Es ist bereits der zweite schwere Spionageverdacht binnen weniger Tage, der das US-deutsche Verhältnis auf eine harte Probe stellt: Am Freitag war bekannt geworden, dass ein Mitarbeiter des deutschen Auslandsgeheimdienstes BND im Verdacht steht, für die USA unter anderem den NSA-Untersuchungsausschuss bespitzelt zu haben.

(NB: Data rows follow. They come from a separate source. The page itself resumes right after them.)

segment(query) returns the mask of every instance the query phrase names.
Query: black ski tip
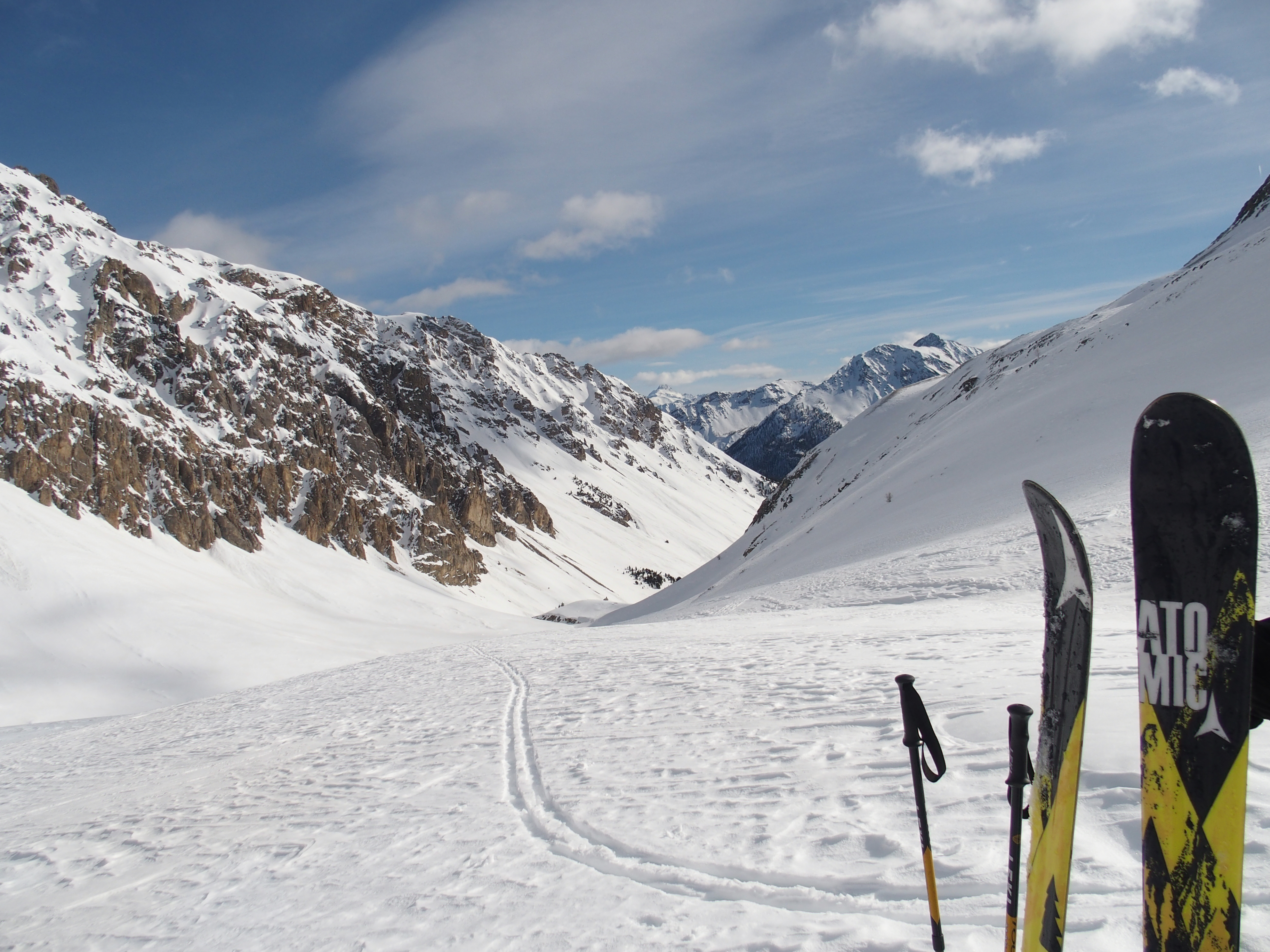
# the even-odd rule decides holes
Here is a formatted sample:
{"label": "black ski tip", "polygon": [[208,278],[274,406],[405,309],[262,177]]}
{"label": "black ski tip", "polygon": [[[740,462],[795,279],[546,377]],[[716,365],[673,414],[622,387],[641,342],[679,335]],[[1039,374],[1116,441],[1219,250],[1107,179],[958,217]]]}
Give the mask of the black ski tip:
{"label": "black ski tip", "polygon": [[1072,517],[1068,515],[1067,509],[1063,504],[1054,498],[1054,494],[1048,489],[1041,486],[1039,482],[1033,482],[1031,480],[1024,480],[1024,499],[1027,500],[1027,509],[1031,512],[1033,523],[1036,526],[1036,534],[1041,539],[1041,550],[1045,547],[1045,532],[1050,522],[1055,523],[1055,527],[1067,536],[1068,541],[1072,543],[1072,551],[1076,553],[1076,562],[1080,567],[1081,575],[1086,580],[1086,589],[1090,590],[1092,595],[1092,585],[1090,581],[1090,557],[1085,551],[1085,539],[1081,538],[1080,531],[1076,528],[1076,523]]}
{"label": "black ski tip", "polygon": [[[1210,420],[1222,420],[1240,432],[1240,425],[1227,410],[1215,400],[1210,400],[1200,393],[1163,393],[1151,401],[1146,410],[1138,416],[1134,435],[1149,430],[1152,426],[1168,426],[1175,418],[1194,419],[1196,415]],[[1242,438],[1242,432],[1240,432]]]}
{"label": "black ski tip", "polygon": [[[1039,482],[1024,480],[1024,499],[1027,500],[1027,508],[1031,510],[1033,518],[1036,517],[1038,508],[1054,509],[1055,512],[1067,515],[1067,510],[1063,509],[1063,504],[1054,498],[1053,493],[1041,486]],[[1071,523],[1071,518],[1068,518],[1067,522]]]}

Das Verhältnis ist ohnehin belastet, seit der ehemalige US-Geheimdienstmitarbeiter Edward Snowden vor mehr als einem Jahr die massenhafte Ausspähung auch deutscher Bürger enthüllte und damit die bis heute anhaltende Spähaffäre auslöste.

Ermittlungen abwarten

Regierungssprecher Steffen Seibert sagte, Spionage sei immer ein ernstzunehmender Vorgang. Er stehe im Gegensatz zu dem, was sich Bundeskanzlerin Angela Merkel unter vertrauensvoller Zusammenarbeit unter Nachrichtendiensten und befreundeten Staaten vorstelle.

Die Ermittlungen in beiden Fällen müssten aber zunächst abgewartet werden, bevor über Reaktionen und mögliche Konsequenzen gesprochen werde. Seibert schloss nicht aus, dass Merkel mit US-Präsident Barack Obama wegen der Angelegenheit telefoniert. Es gebe mit den USA Kontakte auf verschiedenen Ebenen.

Ein Sprecher des Verteidigungsministeriums sagte, der Fall werde «sehr ernst» genommen. Mit dem Spionageverdacht wird sich am Donnerstag auch das für die Geheimdienste zuständige Parlamentarische Kontrollgremium (PKGr) in einer Sondersitzung beschäftigten.

Gespräche mit US-Botschafter

Im Aussenministerium gab es zum zweiten Mal binnen weniger Tage ein Gespräch mit US-Botschafter John B. Emerson. Die Initiative für das Gespräch sei vom Botschafter ausgegangen, teilten Auswärtiges Amt und Botschaft übereinstimmend mit.

Staatssekretär Stephan Steinlein habe Emerson am Mittwochmorgen eindringlich klar gemacht, wie wichtig «eine aktive und konstruktive Mitwirkung» der US-Regierung bei der Aufklärung der Vorwürfe sei, sagte ein Ministeriumssprecher in Berlin. Washington liess bislang lediglich verlauten, sich um eine «angemessene» Lösung des Problems zu bemühen.

SPD-Generalsekretärin Yasmin Fahimi forderte die USA auf, als Konsequenz aus den Spionagefällen Botschaftspersonal aus Berlin zurückzubeordern. Der Vorsitzende des Auswärtigen Ausschusses des Bundestags, Norbert Röttgen, warnte im Deutschlandfunk davor, sich für die Spionageaffäre an den USA etwa durch Gegenspionage oder eine Vernehmung Snowdens in Deutschland rächen zu wollen (sda)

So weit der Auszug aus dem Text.